Probing the mechanics of cellulose and nucleus associated machinery using optical tweezers
Brady, Sonia Karoline
A fundamental understanding of biology is necessary for the engineering of biological systems and the successful employment of process and product development across a variety of industries. In an effort to truly understand the underlying mechanisms of some of these systems, the use of techniques that allow for detailed characterization of system components in isolated environments, often benefiting from the detection of hidden populations and their unique pathways, is required. Single molecule techniques are well suited for such studies. Here we use single molecule optical trapping based assays to investigate three biological systems: cellulose degradation by cellobiohydrolase 1 from Trichoderma reesei (TrCel7A), cellulose synthesis by bacterial cellulose synthase A and B (BcsAB), and the mechanotransduction of forces at the nuclear membrane, with nanometer and picoNewton precision in real time.
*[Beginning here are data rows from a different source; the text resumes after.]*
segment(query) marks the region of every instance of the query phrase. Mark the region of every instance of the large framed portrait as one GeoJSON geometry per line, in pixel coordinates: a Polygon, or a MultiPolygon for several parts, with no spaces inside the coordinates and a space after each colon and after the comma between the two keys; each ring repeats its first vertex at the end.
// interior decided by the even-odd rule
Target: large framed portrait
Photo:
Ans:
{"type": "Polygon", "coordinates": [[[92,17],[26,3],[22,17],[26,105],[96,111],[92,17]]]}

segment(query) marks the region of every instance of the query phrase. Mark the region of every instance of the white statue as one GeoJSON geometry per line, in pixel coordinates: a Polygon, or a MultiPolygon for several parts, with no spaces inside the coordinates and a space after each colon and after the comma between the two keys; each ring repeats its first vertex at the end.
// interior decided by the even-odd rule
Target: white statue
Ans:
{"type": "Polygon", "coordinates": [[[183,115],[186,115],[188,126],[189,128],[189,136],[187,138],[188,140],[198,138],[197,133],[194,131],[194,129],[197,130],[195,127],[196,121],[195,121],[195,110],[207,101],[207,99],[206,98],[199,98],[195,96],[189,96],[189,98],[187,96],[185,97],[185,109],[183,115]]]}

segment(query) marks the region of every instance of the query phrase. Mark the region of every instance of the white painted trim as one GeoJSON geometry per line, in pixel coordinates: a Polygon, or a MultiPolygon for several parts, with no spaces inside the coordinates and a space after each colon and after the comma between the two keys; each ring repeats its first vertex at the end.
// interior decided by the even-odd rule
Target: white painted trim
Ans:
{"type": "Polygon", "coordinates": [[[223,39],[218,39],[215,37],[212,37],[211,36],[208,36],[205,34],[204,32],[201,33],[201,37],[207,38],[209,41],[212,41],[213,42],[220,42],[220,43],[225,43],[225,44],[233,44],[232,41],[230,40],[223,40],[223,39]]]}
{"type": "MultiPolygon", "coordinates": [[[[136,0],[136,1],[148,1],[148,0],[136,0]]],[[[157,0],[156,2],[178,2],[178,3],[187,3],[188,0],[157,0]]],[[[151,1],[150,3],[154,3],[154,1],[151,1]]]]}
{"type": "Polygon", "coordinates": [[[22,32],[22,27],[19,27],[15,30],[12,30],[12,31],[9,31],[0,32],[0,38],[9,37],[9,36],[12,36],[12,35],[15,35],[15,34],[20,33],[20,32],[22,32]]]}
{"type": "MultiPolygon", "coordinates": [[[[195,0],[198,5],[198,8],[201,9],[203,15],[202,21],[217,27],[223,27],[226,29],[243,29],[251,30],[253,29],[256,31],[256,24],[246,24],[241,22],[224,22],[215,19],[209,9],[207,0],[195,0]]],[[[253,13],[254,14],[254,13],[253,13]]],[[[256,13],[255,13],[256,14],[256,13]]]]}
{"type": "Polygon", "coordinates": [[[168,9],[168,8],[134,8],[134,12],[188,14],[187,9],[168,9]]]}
Cellulose, a major component of cell walls, is the most abundant polymer on earth and, as a glucose polymer, a valuable source of sugar for fermentation into biofuels. Unfortunately, the stability of cellulose makes much of its sugar backbone inaccessible without the help of cellulases. Through direct measurement of individual TrCel7A molecules, we find a system that processively hydrolyzes cellulose in discrete single cellobiose (glucose dimer) steps with little regard for opposing forces. While biofuels provide motivation for cellulose degradation research, biofilms proved the motivation for cellulose synthesis. Cellulose is also a component of biofilms, stable antibiotic resistant bacterial environments that are responsible for hundreds of thousands of health care derived infections each year. BcsAB reveals a highly biochemically controlled complex whose activity is quenched with assisting forces of approximately 6-7 pN. Last, we turn our attention to the mechanotransduction of signals through the cell to the nucleus where mechanical based genetic reprogramming can result. Exactly how those signals are delivered from the cytoskeleton to the nucleus is unknown. By focusing on single interactions between cytoskeletal components of hMSCs and nesprin proteins on the nuclear membrane, we find that cell growth conditions can dictate the forces required for a conserved nuclear response.